Article
Author(s):
Findings from clinical trials of dabrafenib suggest that combining it with an MEK inhibitor will benefit pediatric patients with gliomas.
Researchers from a recent phase 1/2 clinical trial found a drug that elicited a high response rate may further improve response rates and lower toxicity in pediatric patients with brain cancer.
“The likelihood of curing a child with a low-grade glioma is very high. In fact, many children don’t suffer lifelong from the tumor but rather from the cognitive damage and secondary malignancies caused by radiation therapy,” said lead author Mark Kieran, MD, PhD. “The development of drugs that target the specific causative mutation of the tumor and avoid long-term toxicities may revolutionize the treatment of pediatric brain cancer.”
Dabrafenib is a selective inhibitor of the mutant protein BRAF V600, which plays a role in cell growth. In the phase 1 and 2 clinical trials, researchers examined dabrafenib in patients with BRAF V600-mutant low-grade glioma.
There were 15 patients included in the phase 1 trial, and 17 in the phase 2 trial, according to a study presented at the European Society of Medical Oncology congress. All patients included were between 1- and 16-years-old.
Since the phase 1 trial did not reveal any dose-limiting toxicities, researchers based the recommended dosing on the pharmacokinetic activity of the drug. The dose was set at 4.5-mg/kg/day for patients age 12 and older, and 5.25-mg/kg/day for patients younger than 12-years-old, according to the study.
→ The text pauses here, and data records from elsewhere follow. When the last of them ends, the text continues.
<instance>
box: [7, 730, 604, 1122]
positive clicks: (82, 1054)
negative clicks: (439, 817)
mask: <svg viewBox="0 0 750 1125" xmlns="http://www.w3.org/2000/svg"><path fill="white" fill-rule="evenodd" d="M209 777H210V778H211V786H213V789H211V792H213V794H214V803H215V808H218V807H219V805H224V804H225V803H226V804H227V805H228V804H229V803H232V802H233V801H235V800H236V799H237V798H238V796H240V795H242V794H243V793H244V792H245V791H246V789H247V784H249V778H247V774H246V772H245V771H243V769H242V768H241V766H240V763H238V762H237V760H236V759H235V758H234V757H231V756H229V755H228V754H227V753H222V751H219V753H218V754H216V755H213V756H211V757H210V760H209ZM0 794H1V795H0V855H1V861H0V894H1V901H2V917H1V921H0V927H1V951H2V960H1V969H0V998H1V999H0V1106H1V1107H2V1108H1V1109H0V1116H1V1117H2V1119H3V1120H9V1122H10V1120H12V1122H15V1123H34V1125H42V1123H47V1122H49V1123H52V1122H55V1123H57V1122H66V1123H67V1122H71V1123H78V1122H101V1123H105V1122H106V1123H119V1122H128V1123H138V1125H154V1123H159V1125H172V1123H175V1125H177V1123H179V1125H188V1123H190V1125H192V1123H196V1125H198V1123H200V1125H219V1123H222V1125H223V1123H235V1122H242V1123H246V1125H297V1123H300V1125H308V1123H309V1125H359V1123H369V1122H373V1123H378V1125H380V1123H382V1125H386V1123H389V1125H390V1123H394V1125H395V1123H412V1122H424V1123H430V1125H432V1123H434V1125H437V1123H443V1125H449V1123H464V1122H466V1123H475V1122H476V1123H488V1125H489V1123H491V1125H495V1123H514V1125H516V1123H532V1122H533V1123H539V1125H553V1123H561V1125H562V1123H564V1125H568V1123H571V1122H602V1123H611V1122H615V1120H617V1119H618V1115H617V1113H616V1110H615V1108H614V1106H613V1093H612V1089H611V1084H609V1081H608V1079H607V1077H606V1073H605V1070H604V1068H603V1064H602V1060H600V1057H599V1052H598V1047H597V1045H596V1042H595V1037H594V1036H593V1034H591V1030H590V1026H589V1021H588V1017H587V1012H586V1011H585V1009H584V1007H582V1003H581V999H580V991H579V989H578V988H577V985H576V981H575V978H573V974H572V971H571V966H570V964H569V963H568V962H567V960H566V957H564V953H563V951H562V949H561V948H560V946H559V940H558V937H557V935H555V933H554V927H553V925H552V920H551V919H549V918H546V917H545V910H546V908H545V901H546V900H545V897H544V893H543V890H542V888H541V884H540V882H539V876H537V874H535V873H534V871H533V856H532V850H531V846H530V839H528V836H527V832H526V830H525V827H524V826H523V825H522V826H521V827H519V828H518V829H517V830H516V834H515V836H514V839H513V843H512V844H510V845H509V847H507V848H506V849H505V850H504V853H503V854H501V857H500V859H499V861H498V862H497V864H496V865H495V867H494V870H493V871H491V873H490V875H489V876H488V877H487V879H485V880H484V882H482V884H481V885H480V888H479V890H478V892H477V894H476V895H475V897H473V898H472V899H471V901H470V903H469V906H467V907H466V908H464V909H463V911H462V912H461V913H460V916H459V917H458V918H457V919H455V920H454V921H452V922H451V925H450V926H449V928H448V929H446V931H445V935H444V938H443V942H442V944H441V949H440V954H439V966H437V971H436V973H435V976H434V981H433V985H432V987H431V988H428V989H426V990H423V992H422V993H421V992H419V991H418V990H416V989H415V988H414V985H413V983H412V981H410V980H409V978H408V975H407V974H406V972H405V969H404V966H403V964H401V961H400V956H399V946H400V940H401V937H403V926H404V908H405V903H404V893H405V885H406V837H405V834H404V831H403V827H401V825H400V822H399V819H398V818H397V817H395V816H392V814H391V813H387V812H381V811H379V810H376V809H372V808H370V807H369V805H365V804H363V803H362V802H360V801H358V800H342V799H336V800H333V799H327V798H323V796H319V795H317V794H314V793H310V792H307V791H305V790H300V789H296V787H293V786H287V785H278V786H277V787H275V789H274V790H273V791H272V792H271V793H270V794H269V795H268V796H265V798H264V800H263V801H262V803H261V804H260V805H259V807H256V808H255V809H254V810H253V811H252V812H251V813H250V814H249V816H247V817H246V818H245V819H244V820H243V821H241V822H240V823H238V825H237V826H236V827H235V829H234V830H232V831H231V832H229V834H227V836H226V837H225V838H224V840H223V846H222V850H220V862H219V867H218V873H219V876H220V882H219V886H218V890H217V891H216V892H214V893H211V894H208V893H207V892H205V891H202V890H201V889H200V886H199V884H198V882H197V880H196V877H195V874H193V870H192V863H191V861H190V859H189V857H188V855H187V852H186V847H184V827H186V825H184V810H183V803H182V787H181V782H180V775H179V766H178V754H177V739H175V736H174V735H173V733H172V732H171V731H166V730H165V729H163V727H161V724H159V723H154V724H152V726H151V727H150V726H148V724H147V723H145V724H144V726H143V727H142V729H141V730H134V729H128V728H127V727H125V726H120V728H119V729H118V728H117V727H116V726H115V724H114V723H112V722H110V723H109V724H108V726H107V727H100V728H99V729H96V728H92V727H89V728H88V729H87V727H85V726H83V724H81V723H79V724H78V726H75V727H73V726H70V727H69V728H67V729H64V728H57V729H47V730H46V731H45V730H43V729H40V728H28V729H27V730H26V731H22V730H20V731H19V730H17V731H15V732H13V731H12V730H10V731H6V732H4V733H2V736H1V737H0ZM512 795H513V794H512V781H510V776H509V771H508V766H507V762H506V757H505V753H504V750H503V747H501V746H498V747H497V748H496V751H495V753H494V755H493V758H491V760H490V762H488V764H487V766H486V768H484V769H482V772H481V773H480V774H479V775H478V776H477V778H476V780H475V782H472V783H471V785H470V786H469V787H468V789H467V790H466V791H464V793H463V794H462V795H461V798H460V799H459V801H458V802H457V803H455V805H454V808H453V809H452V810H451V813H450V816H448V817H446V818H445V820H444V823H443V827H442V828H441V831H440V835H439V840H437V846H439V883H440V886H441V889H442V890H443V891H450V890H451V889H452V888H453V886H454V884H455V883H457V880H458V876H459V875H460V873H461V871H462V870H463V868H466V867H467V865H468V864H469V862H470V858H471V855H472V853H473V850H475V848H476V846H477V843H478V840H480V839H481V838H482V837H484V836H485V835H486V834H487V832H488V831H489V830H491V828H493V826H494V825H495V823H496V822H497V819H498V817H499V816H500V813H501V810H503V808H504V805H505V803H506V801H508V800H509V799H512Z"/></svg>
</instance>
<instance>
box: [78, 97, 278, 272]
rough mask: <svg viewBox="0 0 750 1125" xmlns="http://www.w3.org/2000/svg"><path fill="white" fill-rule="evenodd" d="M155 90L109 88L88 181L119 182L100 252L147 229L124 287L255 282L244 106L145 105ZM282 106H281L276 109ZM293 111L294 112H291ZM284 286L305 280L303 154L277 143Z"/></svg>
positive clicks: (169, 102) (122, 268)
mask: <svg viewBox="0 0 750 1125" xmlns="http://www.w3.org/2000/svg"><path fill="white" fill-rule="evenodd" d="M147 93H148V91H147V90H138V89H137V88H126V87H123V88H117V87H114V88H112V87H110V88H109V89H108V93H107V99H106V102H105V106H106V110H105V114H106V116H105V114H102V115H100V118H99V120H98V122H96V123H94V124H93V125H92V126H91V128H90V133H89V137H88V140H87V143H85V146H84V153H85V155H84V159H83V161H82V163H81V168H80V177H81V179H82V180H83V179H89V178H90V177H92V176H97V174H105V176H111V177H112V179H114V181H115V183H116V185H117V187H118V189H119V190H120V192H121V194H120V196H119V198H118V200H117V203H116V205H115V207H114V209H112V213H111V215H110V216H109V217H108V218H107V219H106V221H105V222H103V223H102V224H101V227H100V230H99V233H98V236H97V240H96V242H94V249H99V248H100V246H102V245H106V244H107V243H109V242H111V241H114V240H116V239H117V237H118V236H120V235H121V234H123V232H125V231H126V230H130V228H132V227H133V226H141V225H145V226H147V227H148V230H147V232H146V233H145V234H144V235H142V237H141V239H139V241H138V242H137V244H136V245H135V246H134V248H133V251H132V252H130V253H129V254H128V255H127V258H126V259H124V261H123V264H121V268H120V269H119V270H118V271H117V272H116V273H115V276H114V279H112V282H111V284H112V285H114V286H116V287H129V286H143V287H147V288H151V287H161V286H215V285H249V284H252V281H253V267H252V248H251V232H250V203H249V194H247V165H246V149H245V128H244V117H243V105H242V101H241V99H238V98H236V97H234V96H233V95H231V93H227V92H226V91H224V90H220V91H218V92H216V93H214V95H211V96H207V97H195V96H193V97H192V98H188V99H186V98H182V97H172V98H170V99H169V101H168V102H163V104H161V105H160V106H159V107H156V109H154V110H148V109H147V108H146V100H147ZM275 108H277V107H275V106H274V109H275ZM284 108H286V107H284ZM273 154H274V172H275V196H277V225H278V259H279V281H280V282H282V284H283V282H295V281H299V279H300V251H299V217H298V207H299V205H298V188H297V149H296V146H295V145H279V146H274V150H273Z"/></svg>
“Pediatric low-grade gliomas are a little bit unique in that patients can survive their entire life with a tumor that stops growing, unlike other cancers which need to be completely removed,” Dr Kieran said.
Approximately 23 out of 32 patients (72%) responded to the drug, with 2 patients’ tumors disappearing. Another 11 patients had their tumor shrink by over 50%. There were 13 patients who had stable disease for more than 6 months, and 11 are still receiving treatment, according to the study.
Interestingly, no patients developed squamous cell carcinoma, which has been seen in adult patients with BRAF V600E positive tumors taking dabrafenib. Only 1 patient had an allergic reaction, while other adverse effects included transient fever, upset stomach, fatigue, and skin rash.
Previous studies in adults have shown a positive clinical benefit from combining a BRAF inhibitor with an MEK inhibitor. The combination therapy reduces toxicity, and produces more activity for an extended period of time, according to the study.
Those findings, combined with the current findings, provided the momentum to conduct phase 1 and 2 trials with an MEK inhibitor to determine dosing and toxicities in children. A trial that combines these 2 drugs is underway, the researchers noted.
“We want to make the response rate with dabrafenib even higher by combining it with a MEK inhibitor since that works in adults. Adding 2 drugs together normally produces twice as much toxicity. But much of the toxicity from the BRAF drug is inhibited by the MEK drug, so the combination is less toxic than either drug alone, which is unusual.” Dr Kieran concluded. “The finding that dabrafenib can shrink tumors or stop them growing is exciting and has led to trials with a MEK inhibitor and now the combination of drugs. This combined therapy may completely change the way we treat low-grade gliomas in children with this mutation. The caveat is that these targeted personalized drugs are relatively new so we need to make sure that they don’t have any long-term developmental toxicities in children.”